[HCG25-04] The scales and profiles of submarine cyclic steps
Keywords:Submarine bedform, cyclic steps, supercritical flow, long-runout turbidity currents
Froude-supercritical flow over an erodible bed is unstable and can form stable rhythmic bedform with long wave called cyclic steps. Cyclic steps are a series of upstream migrating steps which have the lee sides followed by stoss sides. It has been found that cyclic steps can be formed by turbidity currents which travel relatively long distance (long-runout turbidity currents). The flow is subcritical at the stoss side of the cyclic steps and it accelerates towards lee side end to become supercritical flow. The formation of cyclic steps formed by long-runout turbidity currents is presented in this study.
In this study, we assume an equilibrium state can be achieved in the high-concentrated lower layer near the bottom of long-run out turbidity currents. The high-concentrated layer can run out long distances and has little interaction with the upper layer. Then we integrate layer-averaged momentum and continuity equations along with the layer-averaged diffusion/dispersion equation of suspended sediment and the continuity equation of sediment (Exner equation) over the high concentrated lower layer. In the integration, the entrainment from the ambient sea water into the long-runout turbidity currents is negligible, since the Reynolds stress almost zero at the interface between the lower layer and the upper layer of long-runout turbidity currents.
The flow makes the transition from supercritical to subcritical regions through a hydraulic jump. The boundary conditions in this study are that the momentum is conserved before and after each hydraulic jump. Furthermore, the suspended sediment concentration is supposed to be continuous at the upstream and downstream sides of the hydraulic jump. The wavelength and wave height of cyclic steps are determined by the thickness of the high-concentration layer near the bottom.

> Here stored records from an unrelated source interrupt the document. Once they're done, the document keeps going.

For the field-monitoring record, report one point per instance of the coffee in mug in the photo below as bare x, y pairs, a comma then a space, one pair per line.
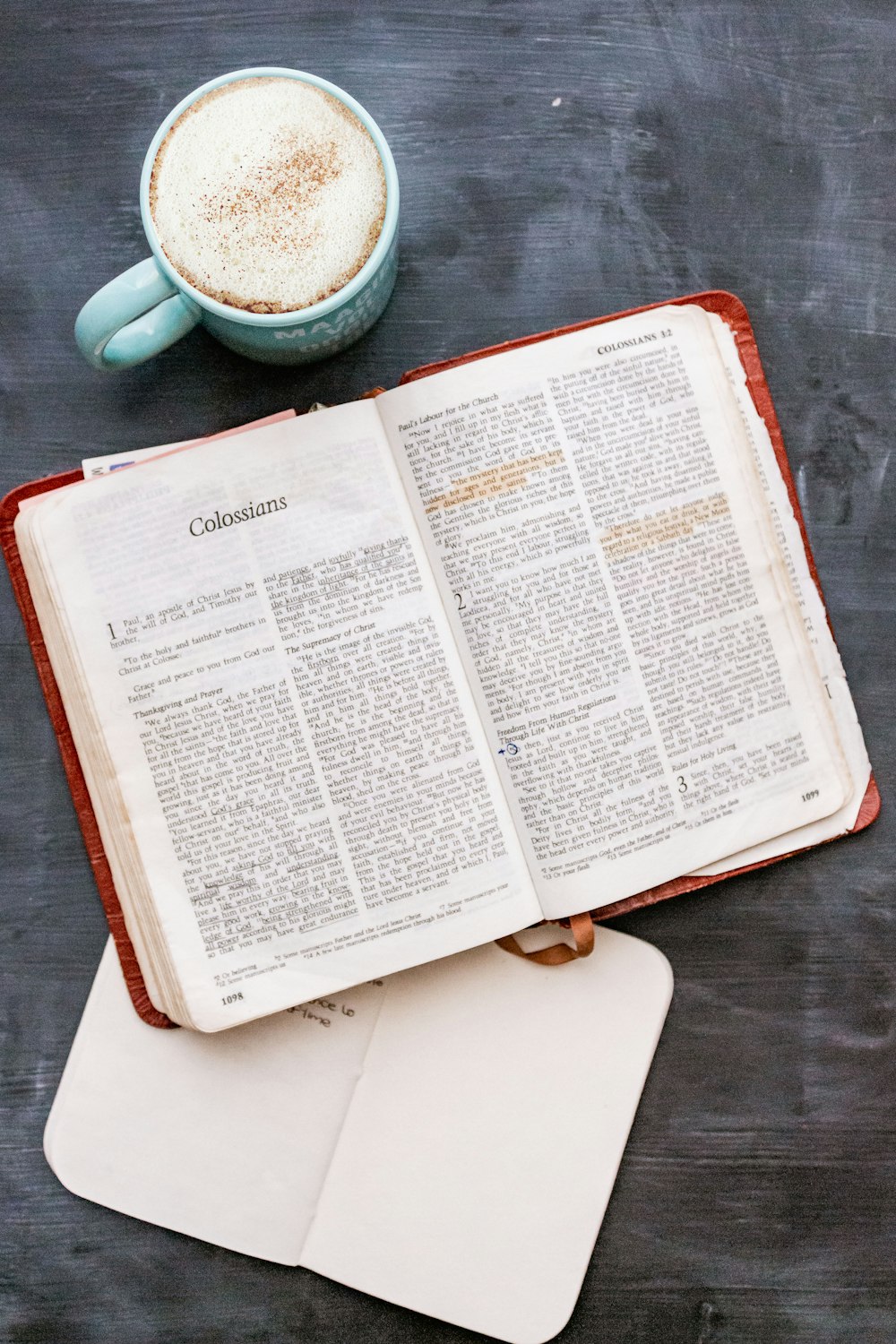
268, 195
269, 199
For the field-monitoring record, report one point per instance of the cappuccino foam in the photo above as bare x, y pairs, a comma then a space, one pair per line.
268, 194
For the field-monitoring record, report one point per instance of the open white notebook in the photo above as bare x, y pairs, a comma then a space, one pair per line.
446, 1139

The thickness of this layer can be calculated by the fall velocity relative to the friction velocity, the slope of the ocean floor and the particle Reynolds number, and therefore it is reasonable to use the variables in the normal equilibrium state for the normalization.
We solve the two-point boundary value problem composed of the governing equations by the shooting method with the Newton-Raphson scheme. The calculation is started from the vicinity of the Richardson critical point to avoid singularities and it progresses towards upstream and downstream directions. Through calculation, we can generate the variations of suspended sediment concentration, layer-averaged velocity and wave height over one step wavelength. The profiles of cyclic steps depend on the Richardson number, the drag coefficient and the slope of the ocean floor. We could gain cyclic steps with various shapes depending on the parameters. The features of the obtained steps in the analysis bear an acceptable agreement with the field observations.

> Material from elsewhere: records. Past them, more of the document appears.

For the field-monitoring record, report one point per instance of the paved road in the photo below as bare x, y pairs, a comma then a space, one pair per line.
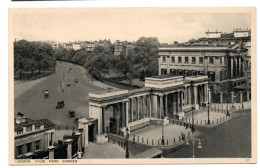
231, 139
32, 103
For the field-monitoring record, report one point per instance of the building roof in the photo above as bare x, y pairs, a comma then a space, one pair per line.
149, 153
28, 122
195, 48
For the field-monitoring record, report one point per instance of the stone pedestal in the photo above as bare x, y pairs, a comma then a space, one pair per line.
101, 139
83, 127
241, 97
78, 134
51, 152
221, 97
69, 148
232, 97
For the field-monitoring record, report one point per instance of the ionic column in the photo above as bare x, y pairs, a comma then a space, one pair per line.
241, 97
86, 135
189, 95
161, 105
78, 134
173, 108
178, 102
231, 67
126, 123
144, 106
185, 95
232, 97
181, 107
195, 95
48, 138
209, 95
239, 66
235, 66
69, 149
206, 93
150, 106
137, 106
132, 109
221, 97
51, 152
123, 114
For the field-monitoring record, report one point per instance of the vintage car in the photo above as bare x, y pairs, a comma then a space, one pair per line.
60, 104
71, 114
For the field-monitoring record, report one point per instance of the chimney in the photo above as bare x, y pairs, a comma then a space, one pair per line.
24, 129
33, 127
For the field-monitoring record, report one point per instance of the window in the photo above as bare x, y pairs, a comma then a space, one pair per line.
19, 150
211, 60
28, 147
225, 61
179, 60
19, 132
164, 59
29, 128
37, 127
194, 60
186, 60
173, 59
37, 145
201, 60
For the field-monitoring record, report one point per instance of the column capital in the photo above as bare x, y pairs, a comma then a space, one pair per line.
51, 147
68, 141
161, 95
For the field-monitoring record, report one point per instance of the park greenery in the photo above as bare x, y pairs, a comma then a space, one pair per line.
137, 62
32, 58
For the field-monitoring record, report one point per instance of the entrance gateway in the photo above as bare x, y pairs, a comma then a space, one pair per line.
112, 111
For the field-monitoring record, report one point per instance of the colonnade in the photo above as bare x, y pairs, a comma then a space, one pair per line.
236, 66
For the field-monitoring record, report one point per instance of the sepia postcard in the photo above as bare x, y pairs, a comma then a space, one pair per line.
132, 85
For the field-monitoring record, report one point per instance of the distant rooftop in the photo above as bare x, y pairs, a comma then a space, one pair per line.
28, 122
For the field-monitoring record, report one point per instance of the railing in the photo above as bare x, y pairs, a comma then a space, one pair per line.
178, 140
34, 78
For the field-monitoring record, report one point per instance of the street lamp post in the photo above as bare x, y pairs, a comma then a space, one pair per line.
126, 143
227, 108
162, 131
208, 108
193, 138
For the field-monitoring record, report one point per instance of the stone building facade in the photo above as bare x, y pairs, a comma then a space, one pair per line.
224, 66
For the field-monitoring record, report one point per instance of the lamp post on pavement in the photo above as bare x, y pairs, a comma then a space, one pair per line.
227, 107
208, 108
162, 131
126, 143
193, 138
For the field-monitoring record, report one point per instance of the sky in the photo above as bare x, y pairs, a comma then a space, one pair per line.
89, 24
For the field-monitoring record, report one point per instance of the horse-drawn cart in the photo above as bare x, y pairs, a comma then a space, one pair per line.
60, 104
46, 93
71, 114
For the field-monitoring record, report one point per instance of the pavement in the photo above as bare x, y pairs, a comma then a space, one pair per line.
231, 139
154, 133
102, 151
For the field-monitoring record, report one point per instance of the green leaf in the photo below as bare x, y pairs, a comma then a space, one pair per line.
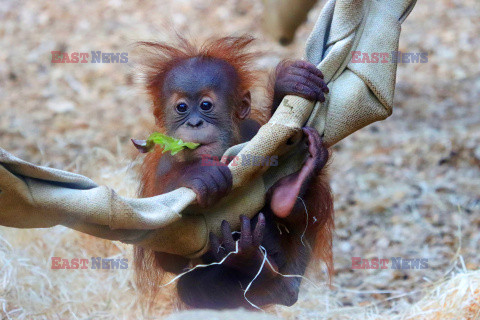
166, 142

In this study, we assume an equilibrium state can be achieved in the high-concentrated lower layer near the bottom of long-run out turbidity currents. The high-concentrated layer can run out long distances and has little interaction with the upper layer. Then we integrate layer-averaged momentum and continuity equations along with the layer-averaged diffusion/dispersion equation of suspended sediment and the continuity equation of sediment (Exner equation) over the high concentrated lower layer. In the integration, the entrainment from the ambient sea water into the long-runout turbidity currents is negligible, since the Reynolds stress almost zero at the interface between the lower layer and the upper layer of long-runout turbidity currents.

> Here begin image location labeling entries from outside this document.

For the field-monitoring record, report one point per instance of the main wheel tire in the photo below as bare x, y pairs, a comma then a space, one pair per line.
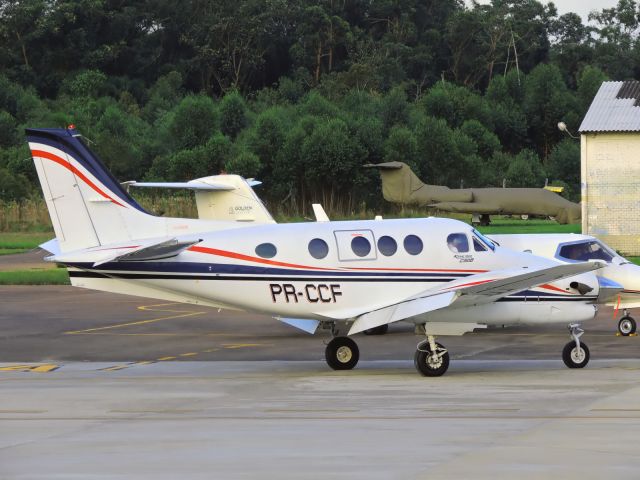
574, 358
342, 353
381, 330
626, 326
429, 365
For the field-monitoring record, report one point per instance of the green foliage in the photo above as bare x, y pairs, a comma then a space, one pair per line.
525, 170
90, 83
233, 115
563, 165
192, 122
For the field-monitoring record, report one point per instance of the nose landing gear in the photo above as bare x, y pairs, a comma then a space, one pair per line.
431, 359
626, 324
575, 354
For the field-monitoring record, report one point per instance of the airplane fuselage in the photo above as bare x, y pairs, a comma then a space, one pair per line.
333, 270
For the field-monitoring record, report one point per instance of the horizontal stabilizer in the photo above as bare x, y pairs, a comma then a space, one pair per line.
477, 289
468, 207
318, 211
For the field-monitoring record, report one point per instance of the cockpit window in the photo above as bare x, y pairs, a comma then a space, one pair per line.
583, 251
484, 240
458, 243
478, 246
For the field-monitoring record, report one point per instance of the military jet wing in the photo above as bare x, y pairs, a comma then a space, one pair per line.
468, 207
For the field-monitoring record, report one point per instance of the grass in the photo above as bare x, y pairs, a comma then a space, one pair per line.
13, 243
52, 276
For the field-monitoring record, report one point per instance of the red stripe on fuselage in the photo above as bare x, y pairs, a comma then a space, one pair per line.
74, 170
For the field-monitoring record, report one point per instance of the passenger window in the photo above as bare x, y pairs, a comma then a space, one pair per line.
266, 250
478, 246
360, 246
412, 244
318, 248
387, 246
458, 243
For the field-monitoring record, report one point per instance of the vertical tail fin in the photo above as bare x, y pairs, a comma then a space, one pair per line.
398, 181
87, 205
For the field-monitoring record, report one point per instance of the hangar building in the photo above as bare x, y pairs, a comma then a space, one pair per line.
610, 165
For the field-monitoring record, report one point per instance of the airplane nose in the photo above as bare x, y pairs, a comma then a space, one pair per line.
608, 289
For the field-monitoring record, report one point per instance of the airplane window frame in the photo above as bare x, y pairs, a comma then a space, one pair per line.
383, 249
452, 236
315, 253
484, 239
269, 254
360, 253
410, 249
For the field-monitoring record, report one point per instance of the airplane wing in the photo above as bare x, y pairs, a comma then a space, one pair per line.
474, 290
192, 185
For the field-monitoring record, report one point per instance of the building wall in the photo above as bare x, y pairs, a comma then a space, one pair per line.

The flow makes the transition from supercritical to subcritical regions through a hydraulic jump. The boundary conditions in this study are that the momentum is conserved before and after each hydraulic jump. Furthermore, the suspended sediment concentration is supposed to be continuous at the upstream and downstream sides of the hydraulic jump. The wavelength and wave height of cyclic steps are determined by the thickness of the high-concentration layer near the bottom. The thickness of this layer can be calculated by the fall velocity relative to the friction velocity, the slope of the ocean floor and the particle Reynolds number, and therefore it is reasonable to use the variables in the normal equilibrium state for the normalization.
We solve the two-point boundary value problem composed of the governing equations by the shooting method with the Newton-Raphson scheme. The calculation is started from the vicinity of the Richardson critical point to avoid singularities and it progresses towards upstream and downstream directions. Through calculation, we can generate the variations of suspended sediment concentration, layer-averaged velocity and wave height over one step wavelength. The profiles of cyclic steps depend on the Richardson number, the drag coefficient and the slope of the ocean floor. We could gain cyclic steps with various shapes depending on the parameters. The features of the obtained steps in the analysis bear an acceptable agreement with the field observations.